Montag, 01.05.2006 | 12:48 Uhr
Autor: Andreas Schröter
Dieses Frühjahr beschäftigt ein nur 145 Seiten dünnes, kleinformatiges Büchlein die literaturinteressierte Öffentlichkeit: Truman Capotes „Sommerdiebe“.
Kein Wunder, die Geschichte dieses Werkes ist einfach zu schön – und dementsprechend werbewirksam: Truman Capote, der später mit Werken wie „Frühstück bei Tiffany“ zu einem der bekanntesten Schriftsteller der Welt werden sollte, begann bereits 1943, im Alter von nur 19 Jahren, daran zu schreiben. Er war aber nie recht zufrieden mit seinem Erstling, nahm es sich in den folgenden Jahren immer wieder vor, überarbeitete es und verzweifelte letztlich daran.
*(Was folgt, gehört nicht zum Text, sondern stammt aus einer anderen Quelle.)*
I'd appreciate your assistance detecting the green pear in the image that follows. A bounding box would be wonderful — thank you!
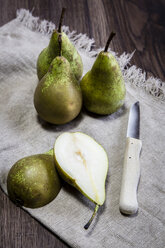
[34,37,82,124]
[37,8,83,80]
[54,132,108,229]
[7,152,61,208]
[80,33,126,115]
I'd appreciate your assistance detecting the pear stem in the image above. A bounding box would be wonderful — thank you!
[104,31,116,52]
[84,204,99,229]
[58,34,62,57]
[58,8,66,33]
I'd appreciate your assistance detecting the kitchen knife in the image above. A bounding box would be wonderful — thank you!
[119,102,142,215]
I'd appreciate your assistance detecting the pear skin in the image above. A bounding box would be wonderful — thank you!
[80,32,126,115]
[7,153,61,208]
[34,56,82,124]
[80,52,126,115]
[37,30,83,80]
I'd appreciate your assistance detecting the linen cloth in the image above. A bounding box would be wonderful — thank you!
[0,10,165,248]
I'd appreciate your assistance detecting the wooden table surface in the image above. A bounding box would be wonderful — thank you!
[0,0,165,248]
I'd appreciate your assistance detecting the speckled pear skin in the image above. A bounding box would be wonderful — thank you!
[37,30,83,80]
[7,154,61,208]
[80,52,126,115]
[34,56,82,124]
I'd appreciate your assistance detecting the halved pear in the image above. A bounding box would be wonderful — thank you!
[54,132,108,229]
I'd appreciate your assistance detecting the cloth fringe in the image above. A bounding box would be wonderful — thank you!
[16,9,165,101]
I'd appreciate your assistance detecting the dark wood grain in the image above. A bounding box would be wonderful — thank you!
[0,0,165,248]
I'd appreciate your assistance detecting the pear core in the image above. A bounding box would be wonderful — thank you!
[54,132,108,205]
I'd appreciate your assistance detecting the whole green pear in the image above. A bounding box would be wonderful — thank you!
[34,56,82,124]
[7,150,61,208]
[37,8,83,80]
[80,34,126,115]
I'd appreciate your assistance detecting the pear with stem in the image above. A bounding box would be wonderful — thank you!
[34,35,82,124]
[80,32,126,115]
[37,8,83,80]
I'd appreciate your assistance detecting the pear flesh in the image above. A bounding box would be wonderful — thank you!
[34,56,82,124]
[80,51,126,115]
[7,154,61,208]
[54,132,108,205]
[37,30,83,80]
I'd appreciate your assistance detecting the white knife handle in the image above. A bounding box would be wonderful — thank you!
[119,137,142,214]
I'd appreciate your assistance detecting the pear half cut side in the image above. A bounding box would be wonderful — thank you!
[54,132,108,229]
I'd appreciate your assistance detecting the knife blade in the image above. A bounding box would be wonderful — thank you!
[119,102,142,215]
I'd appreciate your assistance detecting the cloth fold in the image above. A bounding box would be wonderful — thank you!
[0,9,165,248]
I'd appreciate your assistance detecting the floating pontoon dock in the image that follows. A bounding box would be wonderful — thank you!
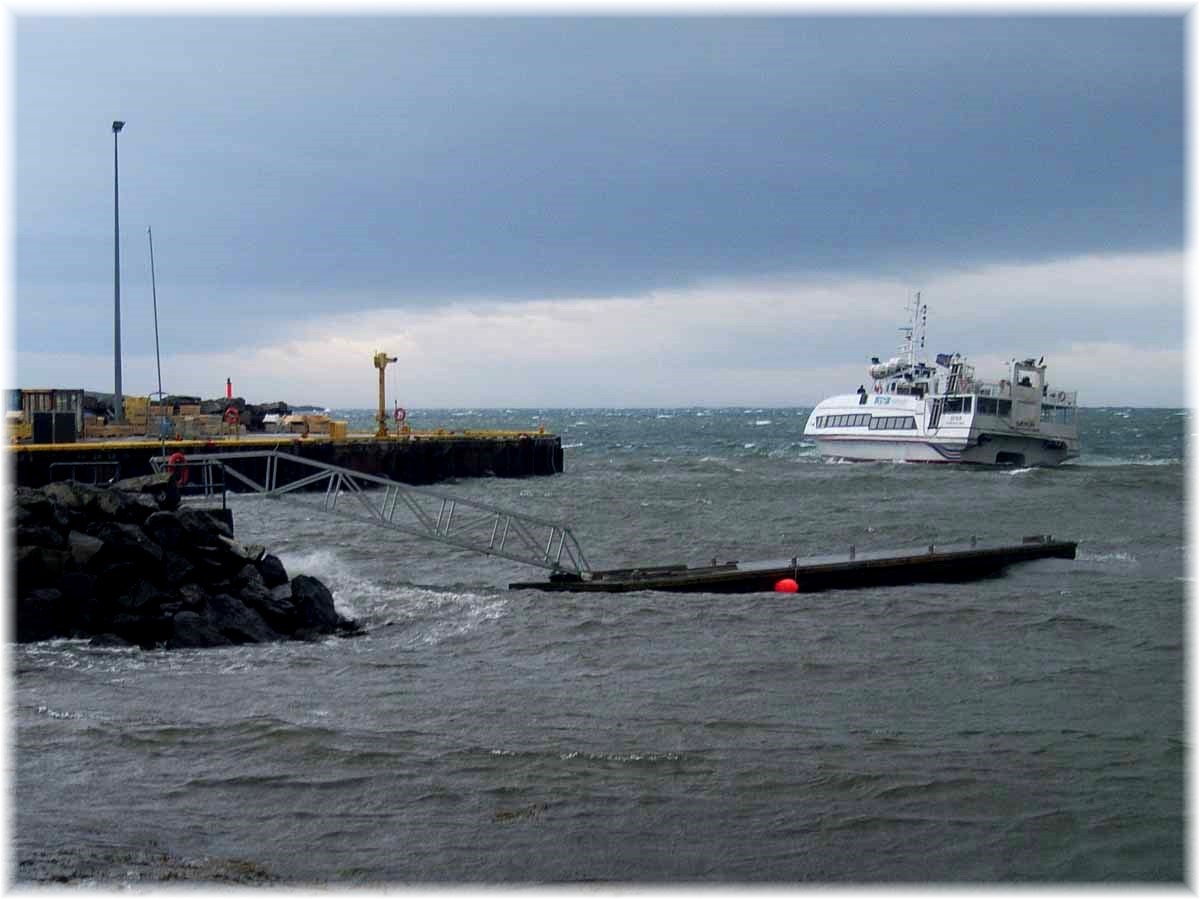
[509,535,1076,593]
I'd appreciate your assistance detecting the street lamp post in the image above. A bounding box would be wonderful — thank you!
[113,121,125,424]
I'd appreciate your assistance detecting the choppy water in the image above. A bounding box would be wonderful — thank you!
[11,408,1188,883]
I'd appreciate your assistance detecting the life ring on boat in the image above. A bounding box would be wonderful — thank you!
[167,453,188,487]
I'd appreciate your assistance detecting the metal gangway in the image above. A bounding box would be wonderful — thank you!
[150,449,590,577]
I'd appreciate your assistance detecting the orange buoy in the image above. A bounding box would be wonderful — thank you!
[167,453,187,487]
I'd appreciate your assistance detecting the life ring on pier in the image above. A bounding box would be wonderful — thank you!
[167,453,188,487]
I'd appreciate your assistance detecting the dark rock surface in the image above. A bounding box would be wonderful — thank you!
[10,474,362,648]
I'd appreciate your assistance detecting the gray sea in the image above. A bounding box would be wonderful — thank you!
[10,408,1188,885]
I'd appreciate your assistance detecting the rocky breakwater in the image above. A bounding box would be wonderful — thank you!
[11,475,362,648]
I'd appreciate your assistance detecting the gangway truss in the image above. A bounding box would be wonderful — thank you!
[150,449,590,579]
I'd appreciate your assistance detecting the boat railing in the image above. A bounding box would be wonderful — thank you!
[968,380,1079,406]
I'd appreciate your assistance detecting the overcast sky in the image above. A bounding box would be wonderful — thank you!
[7,12,1186,408]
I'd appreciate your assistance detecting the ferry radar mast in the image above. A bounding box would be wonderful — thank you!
[374,353,396,438]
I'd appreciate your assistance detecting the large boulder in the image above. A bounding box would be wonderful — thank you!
[84,521,162,570]
[167,610,233,649]
[257,553,289,588]
[205,593,281,643]
[10,475,360,648]
[17,587,62,643]
[292,575,340,634]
Später behauptete er, er habe dieses Frühwerk vernichtet. Eine glatte Lüge. Es lagerte seit den 50er Jahren in einem Pappkarton in einem von Capote aufgegebenen Appartement. Und weil der Verwalter sich dem Wunsch des Autors widersetzte, das gesamte Wohnungs-Inventar zu vernichten, gelangten diese vier handgeschriebenen Schulhefte über 20 Jahre nach dem Tod des Autors doch noch an die Öffentlichkeit. Dem Neffen des Verwalters, der das Manuskript 2004 über das Auktionshaus Sotheby’s zu Geld machen wollte, sei Dank.
Es geht in diesem Buch um Grady McNeil, ein 17-jähriges Mädchen aus besseren Verhältnissen, das erstmals einen New Yorker Sommer ohne die Familie verlebt. Grady verliebt sich in den einfachen Parkplatzwächter Clyde Manzer aus sozial niedrigen Kreisen, und das Drama nimmt seinen Lauf.
„Sommerdiebe“ beschwört auf leichte und angenehm lesbare Weise die jugendliche Freiheit und Unbekümmertheit herauf, aber auch die Unvernunft und die innere Zerrissenheit dieser Zeit.
Es mag dennoch sein, dass das Buch mit späteren Werken Capotes wie „Andere Stimmen, andere Räume“ oder „Kaltblütig“ nicht mithalten kann und somit auch später nicht den hohen Maßstäben des Autors an sich selbst standhalten konnte, aber es ist absolut beeindruckend, mit welchem psychologischen Tiefsinn und mit welcher sprachlichen Kraft ein 19-Jähriger diese Boy-meets-girl-Geschichte mit Leben füllt. Lesenswert!
Für den Schweizer Verlag Kein & Aber ist „Sommerdiebe“ übrigens zugleich der Auftakt für eine achtbändige Reihe mit Werken von Truman Capote. Eine gute Gelegenheit, sich mit diesem schrillen Genie (wieder) zu befassen.